I also began to wonder how I compared with other female thirtysomethings. In the course of the week, I burned between 1,500 and 2,000 calories a day and ate roughly the same amount. Work consumed only slightly more calories per minute than sleeping. And having sex burned fewer calories than aerobic exercise at the gym (though research on this is ever ongoing).

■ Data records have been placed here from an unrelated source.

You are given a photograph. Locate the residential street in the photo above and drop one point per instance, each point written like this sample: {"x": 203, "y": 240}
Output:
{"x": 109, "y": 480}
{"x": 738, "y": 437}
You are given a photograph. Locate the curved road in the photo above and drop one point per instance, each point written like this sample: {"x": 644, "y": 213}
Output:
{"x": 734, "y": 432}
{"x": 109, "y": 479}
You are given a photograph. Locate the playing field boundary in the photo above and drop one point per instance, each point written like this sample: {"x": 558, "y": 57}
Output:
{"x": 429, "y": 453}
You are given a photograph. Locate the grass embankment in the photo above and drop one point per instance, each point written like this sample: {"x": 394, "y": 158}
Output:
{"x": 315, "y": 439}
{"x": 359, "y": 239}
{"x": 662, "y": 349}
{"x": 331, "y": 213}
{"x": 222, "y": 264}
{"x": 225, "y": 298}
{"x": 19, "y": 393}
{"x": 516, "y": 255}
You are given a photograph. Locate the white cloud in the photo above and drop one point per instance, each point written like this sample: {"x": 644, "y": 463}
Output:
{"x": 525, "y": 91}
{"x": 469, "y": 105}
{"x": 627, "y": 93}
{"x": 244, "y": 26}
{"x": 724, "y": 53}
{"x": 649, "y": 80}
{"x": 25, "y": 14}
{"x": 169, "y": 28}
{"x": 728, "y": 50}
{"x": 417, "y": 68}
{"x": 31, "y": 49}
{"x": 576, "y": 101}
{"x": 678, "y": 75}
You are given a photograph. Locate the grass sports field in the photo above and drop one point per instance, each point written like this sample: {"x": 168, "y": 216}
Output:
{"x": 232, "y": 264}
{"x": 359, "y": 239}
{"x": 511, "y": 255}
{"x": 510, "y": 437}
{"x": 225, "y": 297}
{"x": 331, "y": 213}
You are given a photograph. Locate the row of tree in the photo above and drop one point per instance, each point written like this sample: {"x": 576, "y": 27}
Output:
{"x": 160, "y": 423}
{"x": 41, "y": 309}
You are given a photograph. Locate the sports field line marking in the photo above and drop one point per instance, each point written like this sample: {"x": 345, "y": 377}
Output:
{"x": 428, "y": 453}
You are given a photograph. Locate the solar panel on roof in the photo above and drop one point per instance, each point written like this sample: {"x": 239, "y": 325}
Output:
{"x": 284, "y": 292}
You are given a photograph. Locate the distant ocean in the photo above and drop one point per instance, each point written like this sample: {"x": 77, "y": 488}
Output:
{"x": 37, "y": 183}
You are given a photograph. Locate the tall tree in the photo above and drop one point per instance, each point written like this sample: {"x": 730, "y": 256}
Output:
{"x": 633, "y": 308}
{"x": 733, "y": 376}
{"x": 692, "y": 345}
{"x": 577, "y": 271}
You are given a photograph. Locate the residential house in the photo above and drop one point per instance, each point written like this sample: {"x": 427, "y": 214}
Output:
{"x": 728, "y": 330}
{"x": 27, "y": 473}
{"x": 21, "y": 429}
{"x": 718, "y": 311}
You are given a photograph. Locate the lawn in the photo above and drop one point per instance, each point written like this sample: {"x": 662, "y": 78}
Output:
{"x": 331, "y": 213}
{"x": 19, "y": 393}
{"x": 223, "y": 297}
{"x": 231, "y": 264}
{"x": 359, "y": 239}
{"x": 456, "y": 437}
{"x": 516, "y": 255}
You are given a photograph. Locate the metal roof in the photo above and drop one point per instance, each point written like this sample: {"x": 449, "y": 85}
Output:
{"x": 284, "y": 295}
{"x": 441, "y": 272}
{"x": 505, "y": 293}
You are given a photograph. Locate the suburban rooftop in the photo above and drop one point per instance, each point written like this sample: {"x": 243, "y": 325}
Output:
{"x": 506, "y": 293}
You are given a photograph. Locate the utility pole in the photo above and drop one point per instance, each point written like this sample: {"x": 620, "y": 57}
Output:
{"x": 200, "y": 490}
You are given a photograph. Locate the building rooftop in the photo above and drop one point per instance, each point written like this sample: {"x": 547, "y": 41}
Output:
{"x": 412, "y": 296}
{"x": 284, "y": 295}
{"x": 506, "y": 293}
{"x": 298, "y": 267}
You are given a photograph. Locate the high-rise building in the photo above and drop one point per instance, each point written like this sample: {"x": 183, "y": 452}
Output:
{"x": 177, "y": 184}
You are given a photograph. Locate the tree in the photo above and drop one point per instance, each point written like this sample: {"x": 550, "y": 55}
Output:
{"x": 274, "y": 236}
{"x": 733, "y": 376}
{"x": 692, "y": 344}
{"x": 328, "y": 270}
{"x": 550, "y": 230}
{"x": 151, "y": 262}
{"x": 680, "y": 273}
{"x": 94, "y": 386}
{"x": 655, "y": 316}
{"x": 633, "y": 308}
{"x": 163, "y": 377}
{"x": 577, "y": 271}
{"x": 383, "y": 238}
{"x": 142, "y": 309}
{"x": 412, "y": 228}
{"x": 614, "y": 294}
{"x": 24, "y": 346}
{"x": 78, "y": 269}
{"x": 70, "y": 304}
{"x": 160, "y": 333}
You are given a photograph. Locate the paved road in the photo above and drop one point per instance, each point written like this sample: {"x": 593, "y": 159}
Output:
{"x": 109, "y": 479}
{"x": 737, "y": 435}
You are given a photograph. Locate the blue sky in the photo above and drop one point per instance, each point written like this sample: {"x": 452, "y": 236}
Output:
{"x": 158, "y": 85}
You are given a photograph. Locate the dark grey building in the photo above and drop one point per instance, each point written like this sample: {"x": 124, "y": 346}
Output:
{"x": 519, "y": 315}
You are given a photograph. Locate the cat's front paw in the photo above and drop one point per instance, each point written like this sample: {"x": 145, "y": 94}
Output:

Self-monitoring may have upped my motivation, but I'd probably really have been driven to new heights if I'd been posting my data. I haven't quite seen the appeal of microblogging sites like Twitter, which allow users to blast zillions of short posts on what they're doing, where they are, what's on their mind. But obsessive sharing seems useful when it comes to fitness. The bugg does not have a social networking component; Nike + iPod, on the other hand, has a platform that allows runners to compare notes and challenge one another through the data they share online. Researchers predict that groups of friends or patients will someday keep tabs not only on one another's exercise routines or weight loss but on vital signs or heart patterns or blood glucose levels. (Think Facebook meets the diabetes toilet.)
In theory, all this could produce more than just a heap of physiological trivia; it could be a treasure trove for medical research. If companies can churn out gizmos that are cool and fun—and just useful enough—people may be willing to pay to gather data on themselves. And if the information is uploaded or shared, scientists might someday have access to copious minute-to-minute records, unlike anything available today. Then they might be able spot patterns to help predict when people are likely to have heart attacks or suffer memory loss or pull a muscle or slip into depression. I know the bodybugg sounds sort of indulgent, but it all could be game-changing for medicine.
Of course, only a fraction of today's ideas will turn out to work or have real utility. And just as certainly, privacy concerns abound. Last year, computer scientists discovered that Nike + iPod users could be easily tracked by strangers, since the sneaker-to-iPod signal was easy to intercept. (Nike did not return calls asking whether the problem has been fixed.) When it comes to physiological data, I'd rather see better protections built in from the beginning, with names and identifying features omitted.
Still, my week with the bugg nudged me closer to seeing the appeal of a true mechanical diary—an ongoing objective record of my body's interior. And I'm planning to keep the little guy on my arm a little longer, if only to see how many calories it takes to finish this article.